Equity Securities Risk. Equity securities represent ownership in a company. They may be traded (bought or sold) on a securities exchange or stock market. Stock markets are volatile. The price of equity securities will fluctuate and can decline and reduce the value of a portfolio invested in equity securities. The value of equity securities purchased by the Fund could decline if the financial condition of the companies in which the Fund invests declines or if overall market and economic conditions deteriorate. The value of equity securities may also decline due to factors that affect a particular industry or industries such as labor shortages, an increase in production costs and changes in competitive conditions within an industry. In addition, the value of equity securities may decline due to, among other things, general market conditions not specifically related to a company or industry such as real or perceived adverse economic conditions, changes in the general outlook for corporate earnings, changes in interest or currency rates, changes in government regulations, the political situation, or generally adverse investor sentiment. Certain equity securities may be less liquid, meaning that they may be difficult to sell at a time or price that is desirable, than other types of securities, or they may be illiquid. Some securities exchanges or stock markets may also be less liquid or illiquid due to low trading volume. In addition, equity securities include common stock. Common stock holds the lowest priority in the capital structure of a company and therefore takes the largest share of the company’s risk and its accompanying volatility. The rights of common stockholders generally are subordinate to all other claims on a company’s assets, including preferred stockholders and debt holders with respect to the payment of dividends and upon the liquidation or bankruptcy of the issuing company. The common stock of a company that experiences financial distress may lose significant value or become worthless, and therefore the Fund could lose money if a company in which it invests becomes financially distressed.

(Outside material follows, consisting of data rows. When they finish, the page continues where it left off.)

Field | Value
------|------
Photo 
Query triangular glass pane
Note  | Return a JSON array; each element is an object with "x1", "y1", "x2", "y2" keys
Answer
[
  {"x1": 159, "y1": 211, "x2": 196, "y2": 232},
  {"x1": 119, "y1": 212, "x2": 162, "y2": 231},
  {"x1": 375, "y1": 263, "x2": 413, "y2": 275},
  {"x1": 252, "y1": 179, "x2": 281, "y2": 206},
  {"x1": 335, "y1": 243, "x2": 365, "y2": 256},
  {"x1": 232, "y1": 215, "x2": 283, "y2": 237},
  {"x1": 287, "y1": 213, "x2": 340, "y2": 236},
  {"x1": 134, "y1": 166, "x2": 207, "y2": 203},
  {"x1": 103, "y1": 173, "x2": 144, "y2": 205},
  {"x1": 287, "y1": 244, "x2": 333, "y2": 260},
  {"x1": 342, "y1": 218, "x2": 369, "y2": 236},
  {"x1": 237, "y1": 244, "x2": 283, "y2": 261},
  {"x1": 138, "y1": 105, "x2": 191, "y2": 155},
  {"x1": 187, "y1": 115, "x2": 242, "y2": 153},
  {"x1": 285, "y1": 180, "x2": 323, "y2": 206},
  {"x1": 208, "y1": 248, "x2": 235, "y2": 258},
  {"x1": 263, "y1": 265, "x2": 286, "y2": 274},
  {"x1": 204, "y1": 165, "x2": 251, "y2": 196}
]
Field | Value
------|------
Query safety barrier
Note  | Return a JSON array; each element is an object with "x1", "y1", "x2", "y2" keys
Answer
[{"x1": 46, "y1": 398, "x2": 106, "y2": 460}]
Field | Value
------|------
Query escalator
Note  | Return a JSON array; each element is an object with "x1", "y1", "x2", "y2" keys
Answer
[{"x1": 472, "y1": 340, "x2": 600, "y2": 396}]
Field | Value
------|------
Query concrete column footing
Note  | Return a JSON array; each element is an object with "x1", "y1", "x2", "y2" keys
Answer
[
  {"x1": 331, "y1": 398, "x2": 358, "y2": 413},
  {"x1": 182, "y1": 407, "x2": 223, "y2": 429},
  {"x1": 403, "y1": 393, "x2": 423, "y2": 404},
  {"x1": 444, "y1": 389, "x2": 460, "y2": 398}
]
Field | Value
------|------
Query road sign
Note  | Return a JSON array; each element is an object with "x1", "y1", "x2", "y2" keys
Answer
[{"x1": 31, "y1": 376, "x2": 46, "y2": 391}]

Liquidity Risk. In addition, the trading market for a particular security or type of security in which the Fund invests may be significantly less liquid than developed or even emerging markets, and there may be little or no trading volume for a period of time for a particular security. Reduced liquidity will have an adverse impact on the Fund’s ability to sell such securities quickly at a desired price when necessary to meet the Fund’s liquidity needs or in response to a specific economic event. It may be difficult at times to sell such securities at any price, which could impact not only the daily net asset value (NAV) of the Fund, but also the composition of the portfolio if other securities must be sold to meet the Fund’s liquidity needs. Additionally, market quotations for such securities may be volatile and thus affect the daily NAV of the Fund.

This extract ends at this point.